Though it is true the winners were all top models, the jurors look for buildings bound to shape a city's future: they judge their innovation, accessibility, sustainability, and ability to endure not just as architecture, but as part of a living, working urban tissue.

London College of Fashion
Stitches in time: The London College of Fashion. Photograph: Simon Menges

Here, the award recognises something beyond height and a pretty facade. Yes, the LCF campus has been described as the tallest higher education building in the UK, but its verticality is not a spectacle for its own sake, though those of us in fashion do love to do just that.

This was a necessity turned opportunity: a stack of workshops, lecture halls, studios, quiet nooks, and open terraces, each level designed to flex as teaching evolves and the industry it feeds continues to mutate.

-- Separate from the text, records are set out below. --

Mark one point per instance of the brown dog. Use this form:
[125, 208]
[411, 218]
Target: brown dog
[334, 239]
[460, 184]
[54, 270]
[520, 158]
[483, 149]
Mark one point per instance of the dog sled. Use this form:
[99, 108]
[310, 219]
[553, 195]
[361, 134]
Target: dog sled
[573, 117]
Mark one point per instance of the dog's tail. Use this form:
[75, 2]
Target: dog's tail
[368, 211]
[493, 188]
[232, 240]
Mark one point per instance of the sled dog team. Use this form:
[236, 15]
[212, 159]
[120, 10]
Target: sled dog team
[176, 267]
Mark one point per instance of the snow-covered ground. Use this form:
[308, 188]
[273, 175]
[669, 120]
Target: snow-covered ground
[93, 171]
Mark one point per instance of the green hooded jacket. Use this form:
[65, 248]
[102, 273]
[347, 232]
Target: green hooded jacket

Fashion is, after all, a cycle of reinvention, and the building that houses its future practitioners must be no less adaptable.

Inside, one encounters a series of thresholds, then is pleasantly surprised with a view of the Lea Valley spilling past the glazing.

London College of Fashion
Interlacing loops: The London College of Fashion. Photograph: Simon Menges

It is a working building, with the smell of dye in the air, the sound of scissors biting into calico, the buzz of sewing machines.

For students used to stepping out of their Hackney door and straight into class, the move may have felt like a displacement, but the new building makes the added distance worth crossing. 

Its design is quieter, which perhaps makes it more ground-breaking: a piece of architecture that becomes specific through use, worn in by the people who occupy it day in and day out.

The RIBA jury noted this quality in its citation: “With its new home, the college has broadened the scope of what it teaches, and can stay ahead of ever-changing ways of learning and teaching practice.

London College of Fashion
Exploring the interior: The London College of Fashion. Photograph: Simon Menges

"There is a richness of flexible spaces for general learning alongside specialist places for creativity, for practice-based making. From a robust approach to materiality to a dramatic series of interior spaces, it provides a fitting backdrop to the colour of fashion and the charisma of its future creators.

"Here, architecture tailors the college with an identity for generations to come.”

This is not the first time a university has been nominated for the Stirling Prize, as Grafton Architects’ Town House for Kingston University won in 2020. However, it may be the most emblematic of what East London is becoming: a place where cultural powerhouses, alongside twenty-somethings aspiring to be change-makers, are not simply installed but layered into the evolving life of a borough.

For Stratford, the college’s presence adds weight to a cultural corridor already drawing the likes of Sadler’s Wells, the V&A, and the BBC.

It brings students, and by extension, new ideas, collaborations, and economies, to Newham’s streets, cafés, bus stops and night buses.

There are civic questions here, too: who gets to belong in this new architecture? Which histories does it overwrite and which does it carry forward?

Perhaps that is the building’s quietest strength: its ability to act as both a statement of intent and an unfinished conversation.

As the day shifts outside, its windows catch the East Bank changing in the light, always a mirror. Below, the trains keep running, the shopfronts pack up, and Stratford wraps up its day.

Each floor of this new campus is not a neat ending, but another line in the neighbourhood’s ongoing iterations.